Der Beklagte und Revisionsbeklagte (das
Finanzamt - FA - ) stellte dies anlässlich einer im Jahr 2000
für die Streitjahre durchgeführten Betriebsprüfung
fest. Die Bescheide standen unter dem Vorbehalt der
Nachprüfung nach § 164 der Abgabenordnung (AO). In Tz.
... des Berichts nahm die Prüferin entsprechende Korrekturen
vor. Sie verminderte den Ansatz für Geschäfts- und
Fabrikbauten um die Zuschüsse, strich den Passivposten und
berücksichtigte AfA und Sonderabschreibungen für 1996 und
1997 lediglich von dem um die Zuschüsse geminderten Buchwert.
Insgesamt ergaben sich für die Streitjahre 1996 und 1997
Gewinnerhöhungen, die im Wesentlichen durch die Streichung der
Sonderabschreibungen auf die Zuschüsse verursacht waren.
Für das Streitjahr 1998 führte die Prüfung zu einer
Gewinnminderung, die auf den Mehrsteuern (Umsatz- und
Gewerbesteuer) laut Betriebsprüfung beruhte.
Die Klägerin erkannte die von der
Prüferin angesetzten Werte an. Zum Ausgleich der
Gewinnerhöhungen aufgrund der Bilanzberichtigungen beantragte
sie bereits während der Betriebsprüfung, die
Bilanzansätze für 1996 und 1997 durch Inanspruchnahme
bisher nicht ausgenutzter Sonderabschreibungen nach § 4
FördG bei begünstigten Wirtschaftsgütern zu
ändern. Die Prüferin war dagegen der Auffassung, die
Klägerin könne für die Jahre 1996 und 1997 keine
weiteren Sonderabschreibungen in Anspruch nehmen, weil sie das in
diesen Jahren noch nicht verbrauchte Sonderabschreibungsvolumen in
der Bilanz 1998 eingesetzt habe. Da sich für das Jahr 1998
jedoch keine Gewinnerhöhung aufgrund einer Bilanzberichtigung
ergebe, könne die Bilanz 1998 nicht geändert
werden.
Das FA setzte die Einkommensteuer und die
Gewerbesteuermessbeträge für die Jahre 1996 bis 1998
durch Bescheide vom 28.9.2000 entsprechend den
Prüfungsfeststellungen fest.
Auf die Einsprüche der Klägerin
gegen die Änderungsbescheide wurden die Umsatzsteuerbescheide
1996 bis 1998 geändert und die Umsatzsteuer jeweils
herabgesetzt. Da die Minderung der Umsatzsteuer eine Erhöhung
der Gewinne und damit auch eine Erhöhung der Gewerbesteuer zur
Folge hatte, änderte das FA am 8.2.2002 die Einkommensteuer-
und Gewerbesteuermessbescheide 1996 bis 1998 entsprechend.

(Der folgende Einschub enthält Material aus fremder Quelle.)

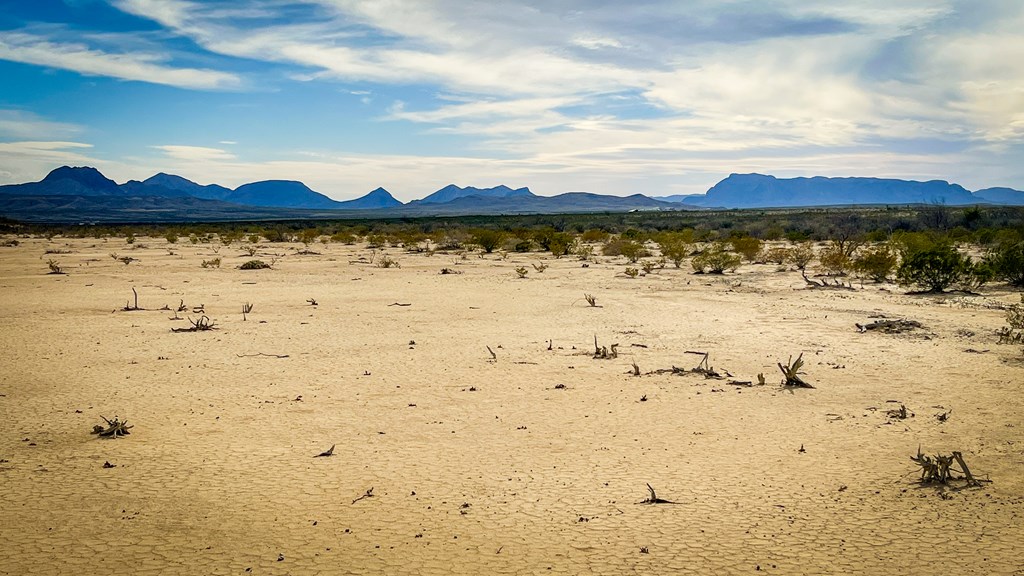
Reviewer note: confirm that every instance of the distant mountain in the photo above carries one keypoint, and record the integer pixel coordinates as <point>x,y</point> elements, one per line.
<point>681,198</point>
<point>282,194</point>
<point>176,186</point>
<point>379,198</point>
<point>1000,196</point>
<point>453,192</point>
<point>68,180</point>
<point>759,191</point>
<point>531,204</point>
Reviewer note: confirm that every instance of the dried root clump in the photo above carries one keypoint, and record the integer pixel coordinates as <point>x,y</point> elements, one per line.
<point>114,428</point>
<point>939,468</point>
<point>792,373</point>
<point>202,324</point>
<point>605,353</point>
<point>890,326</point>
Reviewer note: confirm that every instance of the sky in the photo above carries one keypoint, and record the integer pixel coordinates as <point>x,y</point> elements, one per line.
<point>655,97</point>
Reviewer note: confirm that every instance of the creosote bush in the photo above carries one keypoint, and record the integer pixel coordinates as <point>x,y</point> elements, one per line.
<point>254,264</point>
<point>1006,261</point>
<point>935,269</point>
<point>800,255</point>
<point>715,260</point>
<point>877,262</point>
<point>747,246</point>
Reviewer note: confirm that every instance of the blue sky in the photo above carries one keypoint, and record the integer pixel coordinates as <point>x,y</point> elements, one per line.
<point>653,96</point>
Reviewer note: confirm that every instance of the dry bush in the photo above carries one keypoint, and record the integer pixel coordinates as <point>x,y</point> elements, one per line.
<point>254,264</point>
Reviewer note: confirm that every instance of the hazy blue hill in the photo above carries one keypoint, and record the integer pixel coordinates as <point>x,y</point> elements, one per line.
<point>453,192</point>
<point>681,198</point>
<point>173,183</point>
<point>283,194</point>
<point>563,203</point>
<point>68,180</point>
<point>1000,195</point>
<point>379,198</point>
<point>757,191</point>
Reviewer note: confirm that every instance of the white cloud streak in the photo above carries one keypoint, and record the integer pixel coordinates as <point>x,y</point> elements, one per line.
<point>77,56</point>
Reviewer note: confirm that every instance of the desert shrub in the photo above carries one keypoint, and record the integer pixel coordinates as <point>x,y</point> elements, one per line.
<point>584,251</point>
<point>674,248</point>
<point>1007,262</point>
<point>1013,332</point>
<point>715,260</point>
<point>254,264</point>
<point>747,246</point>
<point>775,255</point>
<point>561,244</point>
<point>935,269</point>
<point>877,263</point>
<point>800,255</point>
<point>612,247</point>
<point>343,238</point>
<point>387,261</point>
<point>835,259</point>
<point>306,236</point>
<point>487,240</point>
<point>632,249</point>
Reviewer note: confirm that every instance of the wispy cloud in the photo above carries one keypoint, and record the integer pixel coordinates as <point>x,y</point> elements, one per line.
<point>195,153</point>
<point>19,124</point>
<point>77,56</point>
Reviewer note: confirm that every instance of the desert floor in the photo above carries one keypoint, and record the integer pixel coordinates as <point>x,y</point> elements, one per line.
<point>534,461</point>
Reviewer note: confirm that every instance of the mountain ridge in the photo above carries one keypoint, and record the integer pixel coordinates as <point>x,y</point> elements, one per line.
<point>67,193</point>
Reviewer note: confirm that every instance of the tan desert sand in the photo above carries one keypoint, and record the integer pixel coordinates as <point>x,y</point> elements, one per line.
<point>534,461</point>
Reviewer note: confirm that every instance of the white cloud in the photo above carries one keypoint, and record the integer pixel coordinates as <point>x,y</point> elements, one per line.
<point>31,48</point>
<point>195,153</point>
<point>18,124</point>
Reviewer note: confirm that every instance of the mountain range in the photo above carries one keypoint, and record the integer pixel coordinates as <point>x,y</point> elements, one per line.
<point>83,194</point>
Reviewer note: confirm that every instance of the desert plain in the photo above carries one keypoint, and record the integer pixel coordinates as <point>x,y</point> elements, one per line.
<point>530,457</point>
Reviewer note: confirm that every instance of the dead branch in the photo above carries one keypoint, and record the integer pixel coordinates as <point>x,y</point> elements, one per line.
<point>653,499</point>
<point>792,373</point>
<point>369,494</point>
<point>128,305</point>
<point>889,326</point>
<point>938,468</point>
<point>200,325</point>
<point>837,285</point>
<point>114,428</point>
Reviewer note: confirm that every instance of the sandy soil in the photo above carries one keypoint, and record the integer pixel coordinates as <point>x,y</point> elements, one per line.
<point>481,465</point>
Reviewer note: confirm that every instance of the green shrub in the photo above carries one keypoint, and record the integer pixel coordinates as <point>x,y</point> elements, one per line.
<point>674,248</point>
<point>633,250</point>
<point>747,246</point>
<point>775,255</point>
<point>877,263</point>
<point>487,240</point>
<point>800,255</point>
<point>715,260</point>
<point>254,264</point>
<point>935,269</point>
<point>1007,262</point>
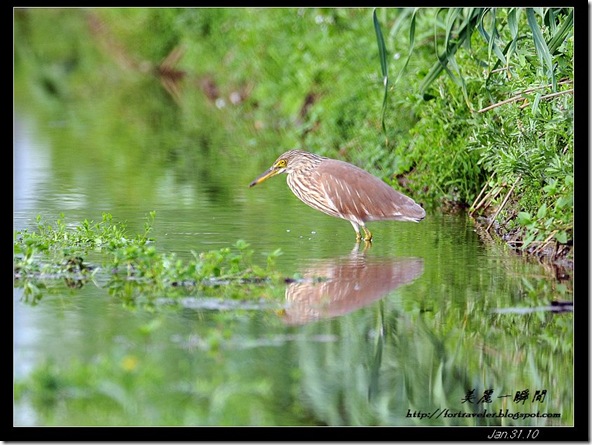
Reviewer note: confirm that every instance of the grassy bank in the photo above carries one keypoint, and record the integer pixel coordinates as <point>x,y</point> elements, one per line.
<point>477,114</point>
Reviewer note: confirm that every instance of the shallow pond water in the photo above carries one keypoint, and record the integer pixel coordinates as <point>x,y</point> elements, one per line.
<point>427,326</point>
<point>357,335</point>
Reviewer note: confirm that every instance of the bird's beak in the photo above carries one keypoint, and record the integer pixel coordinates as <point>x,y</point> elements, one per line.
<point>265,175</point>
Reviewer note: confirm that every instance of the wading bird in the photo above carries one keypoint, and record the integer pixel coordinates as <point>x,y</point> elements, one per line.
<point>343,190</point>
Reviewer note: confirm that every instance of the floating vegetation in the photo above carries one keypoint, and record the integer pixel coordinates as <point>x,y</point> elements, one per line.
<point>128,266</point>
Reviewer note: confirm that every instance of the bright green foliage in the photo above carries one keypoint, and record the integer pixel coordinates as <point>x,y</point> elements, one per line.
<point>133,266</point>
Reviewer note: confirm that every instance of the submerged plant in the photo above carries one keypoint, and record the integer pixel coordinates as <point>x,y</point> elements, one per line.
<point>132,265</point>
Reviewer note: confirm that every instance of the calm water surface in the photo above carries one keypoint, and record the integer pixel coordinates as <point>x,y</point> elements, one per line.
<point>356,336</point>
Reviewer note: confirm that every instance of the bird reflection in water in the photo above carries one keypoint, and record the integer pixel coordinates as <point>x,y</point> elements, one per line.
<point>331,288</point>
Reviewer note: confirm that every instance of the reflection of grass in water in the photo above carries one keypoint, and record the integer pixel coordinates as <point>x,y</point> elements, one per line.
<point>375,366</point>
<point>430,361</point>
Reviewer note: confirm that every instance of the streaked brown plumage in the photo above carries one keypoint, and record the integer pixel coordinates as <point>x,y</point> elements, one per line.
<point>343,190</point>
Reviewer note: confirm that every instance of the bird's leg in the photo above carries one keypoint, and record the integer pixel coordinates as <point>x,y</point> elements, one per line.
<point>356,227</point>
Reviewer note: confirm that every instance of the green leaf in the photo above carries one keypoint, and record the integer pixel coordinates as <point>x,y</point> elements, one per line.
<point>524,218</point>
<point>541,46</point>
<point>383,65</point>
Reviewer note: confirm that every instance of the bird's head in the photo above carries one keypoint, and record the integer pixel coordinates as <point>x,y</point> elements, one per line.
<point>287,163</point>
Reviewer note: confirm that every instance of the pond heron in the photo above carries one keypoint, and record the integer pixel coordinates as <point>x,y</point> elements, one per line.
<point>343,190</point>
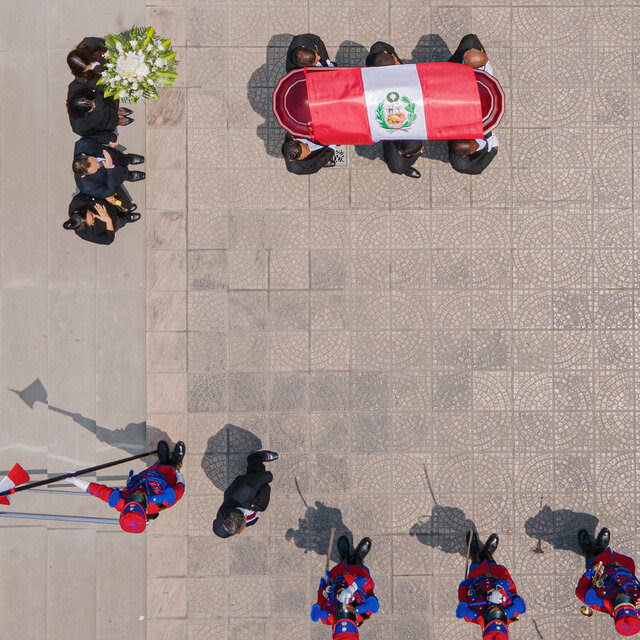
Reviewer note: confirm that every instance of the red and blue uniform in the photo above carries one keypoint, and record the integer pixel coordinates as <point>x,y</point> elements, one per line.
<point>484,578</point>
<point>162,485</point>
<point>343,576</point>
<point>618,578</point>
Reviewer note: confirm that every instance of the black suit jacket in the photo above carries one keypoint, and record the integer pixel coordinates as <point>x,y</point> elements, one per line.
<point>249,491</point>
<point>473,164</point>
<point>312,163</point>
<point>309,41</point>
<point>376,48</point>
<point>103,182</point>
<point>396,162</point>
<point>470,41</point>
<point>97,232</point>
<point>99,123</point>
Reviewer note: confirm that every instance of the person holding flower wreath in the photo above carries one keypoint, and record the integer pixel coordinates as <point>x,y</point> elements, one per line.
<point>88,109</point>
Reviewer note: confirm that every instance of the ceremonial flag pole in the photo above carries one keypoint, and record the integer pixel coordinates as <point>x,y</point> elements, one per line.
<point>46,516</point>
<point>72,474</point>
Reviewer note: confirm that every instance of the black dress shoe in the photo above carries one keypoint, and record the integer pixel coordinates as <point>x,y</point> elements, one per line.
<point>603,539</point>
<point>364,546</point>
<point>163,452</point>
<point>180,449</point>
<point>344,549</point>
<point>490,547</point>
<point>584,540</point>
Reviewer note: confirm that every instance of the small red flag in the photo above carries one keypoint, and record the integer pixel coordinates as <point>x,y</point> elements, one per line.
<point>16,476</point>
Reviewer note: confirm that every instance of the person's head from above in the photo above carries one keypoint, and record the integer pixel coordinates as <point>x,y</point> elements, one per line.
<point>234,522</point>
<point>305,57</point>
<point>475,58</point>
<point>465,147</point>
<point>84,165</point>
<point>133,518</point>
<point>295,150</point>
<point>81,103</point>
<point>385,59</point>
<point>409,148</point>
<point>82,61</point>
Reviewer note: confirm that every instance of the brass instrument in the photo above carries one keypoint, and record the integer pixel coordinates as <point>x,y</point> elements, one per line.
<point>596,581</point>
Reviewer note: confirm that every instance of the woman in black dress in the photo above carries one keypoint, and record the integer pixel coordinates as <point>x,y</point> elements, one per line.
<point>97,220</point>
<point>85,63</point>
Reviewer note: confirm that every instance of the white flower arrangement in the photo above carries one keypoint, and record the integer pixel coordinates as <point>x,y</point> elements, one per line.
<point>136,64</point>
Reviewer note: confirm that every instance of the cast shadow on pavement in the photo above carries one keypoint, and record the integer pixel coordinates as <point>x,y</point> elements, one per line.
<point>261,86</point>
<point>134,438</point>
<point>430,48</point>
<point>559,528</point>
<point>445,529</point>
<point>314,530</point>
<point>226,454</point>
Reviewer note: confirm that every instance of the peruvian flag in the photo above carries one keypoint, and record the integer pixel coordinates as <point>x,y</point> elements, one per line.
<point>426,101</point>
<point>16,476</point>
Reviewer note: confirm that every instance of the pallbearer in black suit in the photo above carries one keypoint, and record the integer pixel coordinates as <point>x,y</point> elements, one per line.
<point>97,220</point>
<point>472,156</point>
<point>100,169</point>
<point>246,497</point>
<point>399,155</point>
<point>307,50</point>
<point>304,157</point>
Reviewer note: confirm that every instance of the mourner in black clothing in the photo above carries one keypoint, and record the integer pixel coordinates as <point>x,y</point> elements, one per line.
<point>470,42</point>
<point>307,50</point>
<point>381,54</point>
<point>302,160</point>
<point>99,170</point>
<point>246,497</point>
<point>466,156</point>
<point>97,220</point>
<point>85,61</point>
<point>400,156</point>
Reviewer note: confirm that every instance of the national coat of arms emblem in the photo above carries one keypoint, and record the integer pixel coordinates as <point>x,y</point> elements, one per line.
<point>396,112</point>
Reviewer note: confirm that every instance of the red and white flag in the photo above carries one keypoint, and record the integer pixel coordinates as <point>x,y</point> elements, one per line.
<point>426,101</point>
<point>16,476</point>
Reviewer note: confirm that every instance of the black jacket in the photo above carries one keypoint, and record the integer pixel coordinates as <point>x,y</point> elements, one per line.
<point>97,232</point>
<point>249,491</point>
<point>309,41</point>
<point>101,122</point>
<point>396,162</point>
<point>376,48</point>
<point>473,164</point>
<point>103,182</point>
<point>470,41</point>
<point>312,163</point>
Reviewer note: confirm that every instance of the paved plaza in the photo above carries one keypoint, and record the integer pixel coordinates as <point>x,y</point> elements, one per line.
<point>425,355</point>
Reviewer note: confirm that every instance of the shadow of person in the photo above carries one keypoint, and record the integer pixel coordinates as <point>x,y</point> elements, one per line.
<point>261,85</point>
<point>560,528</point>
<point>314,530</point>
<point>226,454</point>
<point>445,529</point>
<point>134,438</point>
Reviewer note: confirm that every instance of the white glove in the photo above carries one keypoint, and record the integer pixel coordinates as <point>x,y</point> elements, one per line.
<point>346,595</point>
<point>79,482</point>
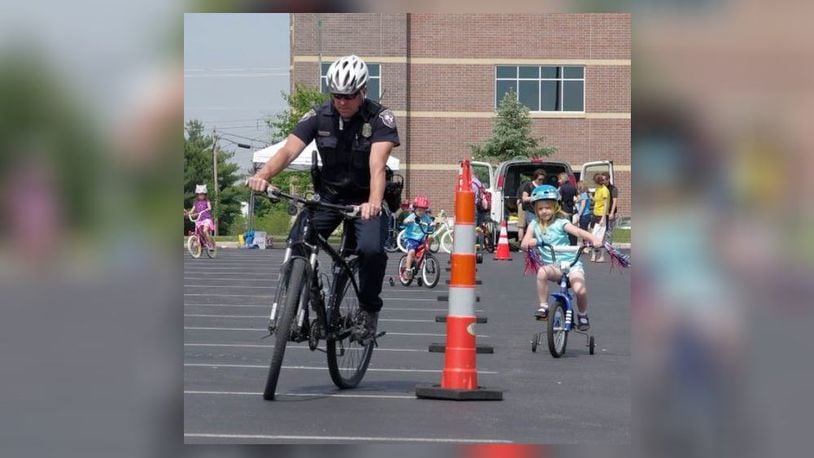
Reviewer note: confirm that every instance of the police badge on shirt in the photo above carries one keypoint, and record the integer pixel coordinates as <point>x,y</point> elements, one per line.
<point>388,118</point>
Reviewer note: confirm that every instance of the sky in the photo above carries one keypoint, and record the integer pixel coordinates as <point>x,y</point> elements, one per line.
<point>235,66</point>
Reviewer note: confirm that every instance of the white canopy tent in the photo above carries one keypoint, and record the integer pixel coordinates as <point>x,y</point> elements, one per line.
<point>303,161</point>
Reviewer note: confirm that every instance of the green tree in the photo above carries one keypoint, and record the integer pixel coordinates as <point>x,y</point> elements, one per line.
<point>511,134</point>
<point>299,102</point>
<point>198,170</point>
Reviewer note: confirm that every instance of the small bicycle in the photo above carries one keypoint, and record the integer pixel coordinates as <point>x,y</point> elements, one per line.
<point>424,262</point>
<point>196,240</point>
<point>333,299</point>
<point>561,310</point>
<point>441,236</point>
<point>487,233</point>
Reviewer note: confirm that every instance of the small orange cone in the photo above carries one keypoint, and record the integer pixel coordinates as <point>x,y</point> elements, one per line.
<point>502,253</point>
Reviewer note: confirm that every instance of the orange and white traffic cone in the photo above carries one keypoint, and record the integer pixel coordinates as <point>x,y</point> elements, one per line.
<point>459,380</point>
<point>502,252</point>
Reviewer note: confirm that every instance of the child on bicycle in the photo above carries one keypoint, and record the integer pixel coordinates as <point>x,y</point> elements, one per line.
<point>552,226</point>
<point>414,233</point>
<point>203,208</point>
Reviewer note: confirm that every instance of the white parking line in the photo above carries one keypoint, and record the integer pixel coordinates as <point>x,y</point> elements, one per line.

Die Klägerin reichte daraufhin eine
geänderte Aufstellung ein, wie das in den Jahren 1996 und 1997
noch nicht verbrauchte Sonderabschreibungsvolumen verteilt werden
solle. Außerdem beantragte sie, die Sonderabschreibungen
für die Werkstattausrüstung in Höhe von 5.000 DM in
der Bilanz zum 31.12.1997 rückgängig zu machen und
stattdessen in der Bilanz zum 31.12.1996 zu berücksichtigen.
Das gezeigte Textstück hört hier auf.